This was my AM 170B mathematical modeling research project with Alejandro Munoz, Alexander Spetzler, Anirudh Raja, and Matteo Tasso. We applied MEDIDA, which stands for Model Error Discovery with Interpretability and Data Assimilation, to synthetic epidemic models and historical COVID-19 data.
The original MEDIDA paper validated the method on a chaotic physics system. Our question was whether the same sparse, interpretable model-error discovery idea could transfer into epidemiological compartment models.
Research Question
Can MEDIDA be applied beyond physics systems to recover missing or inaccurate terms in epidemiological models and improve predictive accuracy?
To test that, we built an imperfect model, estimated the one-step model error, regressed that error against a sparse feature library, and added the discovered correction back into the model. For the COVID case study, we used historical Our World in Data records from March 1, 2020 through January 15, 2021 and converted reported cases into approximate SIR compartments.
Validation Work
Before moving to real epidemic data, we checked whether the implementation could recover known missing terms in synthetic systems. These included SIR-family models, Lorenz-63, and the Kuramoto-Sivashinsky PDE, which mirrors the type of physics validation used in the original MEDIDA work.

COVID Case Study
The COVID analysis used a simple SIR model with constant transmission and recovery parameters as the imperfect baseline. MEDIDA then learned sparse corrections from both individual countries and a globally aggregated training set, then evaluated whether those corrections improved one-step predictions locally, globally, and across future epidemic waves.
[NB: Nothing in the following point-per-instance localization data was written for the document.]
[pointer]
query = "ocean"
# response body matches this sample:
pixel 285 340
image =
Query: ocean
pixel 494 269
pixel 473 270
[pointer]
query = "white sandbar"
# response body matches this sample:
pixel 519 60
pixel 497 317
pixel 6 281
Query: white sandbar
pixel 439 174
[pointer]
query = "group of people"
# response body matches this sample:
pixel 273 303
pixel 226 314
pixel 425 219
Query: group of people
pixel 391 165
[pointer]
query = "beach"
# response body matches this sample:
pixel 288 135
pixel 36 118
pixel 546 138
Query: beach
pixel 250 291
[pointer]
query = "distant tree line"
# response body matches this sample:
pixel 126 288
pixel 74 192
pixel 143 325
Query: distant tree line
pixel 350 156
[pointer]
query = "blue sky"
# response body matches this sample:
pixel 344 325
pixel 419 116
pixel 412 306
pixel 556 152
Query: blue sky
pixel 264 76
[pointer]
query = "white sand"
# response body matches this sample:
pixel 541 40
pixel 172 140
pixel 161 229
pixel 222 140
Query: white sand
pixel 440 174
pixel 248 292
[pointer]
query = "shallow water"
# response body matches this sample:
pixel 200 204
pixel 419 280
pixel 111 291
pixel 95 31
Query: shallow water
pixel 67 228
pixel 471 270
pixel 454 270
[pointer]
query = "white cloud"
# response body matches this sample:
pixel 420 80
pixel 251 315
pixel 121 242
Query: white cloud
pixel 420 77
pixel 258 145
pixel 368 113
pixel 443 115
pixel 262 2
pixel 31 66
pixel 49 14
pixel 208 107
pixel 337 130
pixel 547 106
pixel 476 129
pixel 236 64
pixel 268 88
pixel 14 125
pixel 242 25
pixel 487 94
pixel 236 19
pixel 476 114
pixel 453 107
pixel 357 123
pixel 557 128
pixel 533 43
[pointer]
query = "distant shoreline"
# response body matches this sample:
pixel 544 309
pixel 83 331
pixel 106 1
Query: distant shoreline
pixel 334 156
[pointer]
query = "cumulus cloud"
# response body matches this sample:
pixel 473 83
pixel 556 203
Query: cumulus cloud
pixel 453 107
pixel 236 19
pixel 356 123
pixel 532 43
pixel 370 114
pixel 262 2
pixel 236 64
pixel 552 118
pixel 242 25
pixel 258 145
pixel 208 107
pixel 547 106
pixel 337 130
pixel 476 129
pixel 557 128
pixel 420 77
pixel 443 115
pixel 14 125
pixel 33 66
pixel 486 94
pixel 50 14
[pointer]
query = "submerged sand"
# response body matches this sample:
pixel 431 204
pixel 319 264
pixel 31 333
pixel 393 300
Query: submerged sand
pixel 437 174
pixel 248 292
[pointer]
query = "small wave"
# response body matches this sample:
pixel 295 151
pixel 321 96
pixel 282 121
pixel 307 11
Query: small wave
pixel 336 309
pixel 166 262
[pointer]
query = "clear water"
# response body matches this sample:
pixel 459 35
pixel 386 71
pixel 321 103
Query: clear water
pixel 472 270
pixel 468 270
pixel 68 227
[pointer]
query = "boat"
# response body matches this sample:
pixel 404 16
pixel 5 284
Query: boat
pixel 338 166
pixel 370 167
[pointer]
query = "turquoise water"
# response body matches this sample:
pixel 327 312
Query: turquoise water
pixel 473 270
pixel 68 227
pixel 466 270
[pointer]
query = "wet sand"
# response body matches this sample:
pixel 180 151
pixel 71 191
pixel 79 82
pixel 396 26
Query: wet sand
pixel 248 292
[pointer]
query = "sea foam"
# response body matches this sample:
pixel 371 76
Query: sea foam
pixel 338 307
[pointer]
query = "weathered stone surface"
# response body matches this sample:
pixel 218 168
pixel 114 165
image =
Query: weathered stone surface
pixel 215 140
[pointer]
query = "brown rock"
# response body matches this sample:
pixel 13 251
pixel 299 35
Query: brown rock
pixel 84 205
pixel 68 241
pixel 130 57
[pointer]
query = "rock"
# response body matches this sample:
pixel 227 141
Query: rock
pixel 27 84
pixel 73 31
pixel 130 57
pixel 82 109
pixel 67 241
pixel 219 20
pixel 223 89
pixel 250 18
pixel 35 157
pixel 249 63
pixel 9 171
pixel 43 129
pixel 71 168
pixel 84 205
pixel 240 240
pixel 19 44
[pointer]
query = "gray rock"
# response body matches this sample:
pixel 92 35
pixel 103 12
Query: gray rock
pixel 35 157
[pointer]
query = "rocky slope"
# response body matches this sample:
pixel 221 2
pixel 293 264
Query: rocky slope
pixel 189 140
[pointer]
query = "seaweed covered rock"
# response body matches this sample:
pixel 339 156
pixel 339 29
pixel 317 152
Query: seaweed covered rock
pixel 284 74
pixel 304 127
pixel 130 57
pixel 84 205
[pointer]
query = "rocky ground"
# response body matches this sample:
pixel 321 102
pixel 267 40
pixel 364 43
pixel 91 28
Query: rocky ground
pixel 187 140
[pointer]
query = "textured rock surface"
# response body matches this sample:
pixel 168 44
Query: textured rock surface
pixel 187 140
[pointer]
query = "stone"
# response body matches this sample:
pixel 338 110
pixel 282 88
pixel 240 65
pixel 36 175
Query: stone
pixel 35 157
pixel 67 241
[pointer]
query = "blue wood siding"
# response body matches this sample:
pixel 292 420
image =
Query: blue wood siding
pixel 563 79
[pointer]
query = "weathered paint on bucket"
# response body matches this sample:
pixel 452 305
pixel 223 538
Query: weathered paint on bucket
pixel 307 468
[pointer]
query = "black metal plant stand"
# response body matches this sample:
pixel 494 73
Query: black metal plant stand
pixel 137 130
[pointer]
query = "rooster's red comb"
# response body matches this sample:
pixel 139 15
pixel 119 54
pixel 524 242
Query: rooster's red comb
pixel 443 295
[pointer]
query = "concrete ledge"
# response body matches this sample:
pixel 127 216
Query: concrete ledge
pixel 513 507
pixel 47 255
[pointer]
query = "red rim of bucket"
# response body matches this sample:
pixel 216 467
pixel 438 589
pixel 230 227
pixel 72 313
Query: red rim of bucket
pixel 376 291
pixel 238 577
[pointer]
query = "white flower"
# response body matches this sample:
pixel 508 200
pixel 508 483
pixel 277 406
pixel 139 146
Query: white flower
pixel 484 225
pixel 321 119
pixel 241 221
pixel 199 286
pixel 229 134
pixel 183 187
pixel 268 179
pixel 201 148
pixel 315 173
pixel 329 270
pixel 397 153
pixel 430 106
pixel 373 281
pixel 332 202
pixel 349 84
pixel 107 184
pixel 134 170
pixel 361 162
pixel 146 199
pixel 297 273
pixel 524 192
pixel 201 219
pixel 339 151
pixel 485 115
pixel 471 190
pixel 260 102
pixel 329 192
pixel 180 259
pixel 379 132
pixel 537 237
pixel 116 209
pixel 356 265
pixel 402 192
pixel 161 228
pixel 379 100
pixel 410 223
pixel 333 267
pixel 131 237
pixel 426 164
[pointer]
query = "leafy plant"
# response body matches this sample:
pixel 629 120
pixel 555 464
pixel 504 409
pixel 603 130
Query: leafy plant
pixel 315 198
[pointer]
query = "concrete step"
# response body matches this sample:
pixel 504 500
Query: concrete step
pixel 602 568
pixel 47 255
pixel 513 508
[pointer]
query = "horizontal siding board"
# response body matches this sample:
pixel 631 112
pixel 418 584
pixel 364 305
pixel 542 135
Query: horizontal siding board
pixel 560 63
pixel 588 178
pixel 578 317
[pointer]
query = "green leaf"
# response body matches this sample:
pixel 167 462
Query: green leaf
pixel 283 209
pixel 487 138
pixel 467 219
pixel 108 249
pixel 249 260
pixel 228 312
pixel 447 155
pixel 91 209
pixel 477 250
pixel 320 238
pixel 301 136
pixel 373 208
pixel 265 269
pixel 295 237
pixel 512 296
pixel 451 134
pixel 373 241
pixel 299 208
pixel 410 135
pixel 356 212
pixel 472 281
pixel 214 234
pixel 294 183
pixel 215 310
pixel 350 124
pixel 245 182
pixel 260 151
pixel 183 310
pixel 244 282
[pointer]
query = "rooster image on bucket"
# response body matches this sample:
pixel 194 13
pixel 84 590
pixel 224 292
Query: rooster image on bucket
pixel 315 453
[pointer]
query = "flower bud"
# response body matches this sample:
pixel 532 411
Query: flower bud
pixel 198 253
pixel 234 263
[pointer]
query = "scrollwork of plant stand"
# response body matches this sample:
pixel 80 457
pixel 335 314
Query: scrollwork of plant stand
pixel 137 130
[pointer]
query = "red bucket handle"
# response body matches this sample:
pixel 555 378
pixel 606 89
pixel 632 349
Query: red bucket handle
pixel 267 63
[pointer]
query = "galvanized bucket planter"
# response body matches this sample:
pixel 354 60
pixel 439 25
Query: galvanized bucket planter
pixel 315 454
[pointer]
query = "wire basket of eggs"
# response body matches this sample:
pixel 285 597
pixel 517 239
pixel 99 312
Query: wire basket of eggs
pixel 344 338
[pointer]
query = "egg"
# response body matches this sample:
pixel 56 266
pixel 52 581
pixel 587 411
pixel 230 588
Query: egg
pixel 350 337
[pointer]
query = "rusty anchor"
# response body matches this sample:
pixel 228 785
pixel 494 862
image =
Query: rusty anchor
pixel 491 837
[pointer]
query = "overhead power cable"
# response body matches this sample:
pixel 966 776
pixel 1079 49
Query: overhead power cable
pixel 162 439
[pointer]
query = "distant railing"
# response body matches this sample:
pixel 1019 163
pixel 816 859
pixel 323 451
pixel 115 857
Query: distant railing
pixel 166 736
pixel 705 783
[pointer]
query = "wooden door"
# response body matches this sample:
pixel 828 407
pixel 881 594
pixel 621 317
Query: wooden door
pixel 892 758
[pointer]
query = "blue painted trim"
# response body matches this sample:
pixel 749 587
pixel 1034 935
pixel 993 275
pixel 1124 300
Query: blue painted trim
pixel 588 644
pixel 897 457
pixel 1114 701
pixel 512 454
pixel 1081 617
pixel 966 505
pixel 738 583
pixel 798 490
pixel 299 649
The project intentionally frames these as modeling experiments rather than epidemiological forecasts. The COVID results rely on reported-case data, undercount assumptions, and a 14-day infectious window, so the value is in testing interpretable model-error recovery rather than making clinical or policy claims.
Final Report
You can read the full final report here: MEDIDA for Epidemics.
Technical Notes
- Implemented in Python with reusable MEDIDA modules and command-line analysis scripts.
- Generated synthetic recovery experiments, country-level COVID analyses, transfer sweeps, global maps, and failure-case plots.
- Used Matplotlib’s headless backend so experiments could run from terminal sessions and reproducibly write outputs.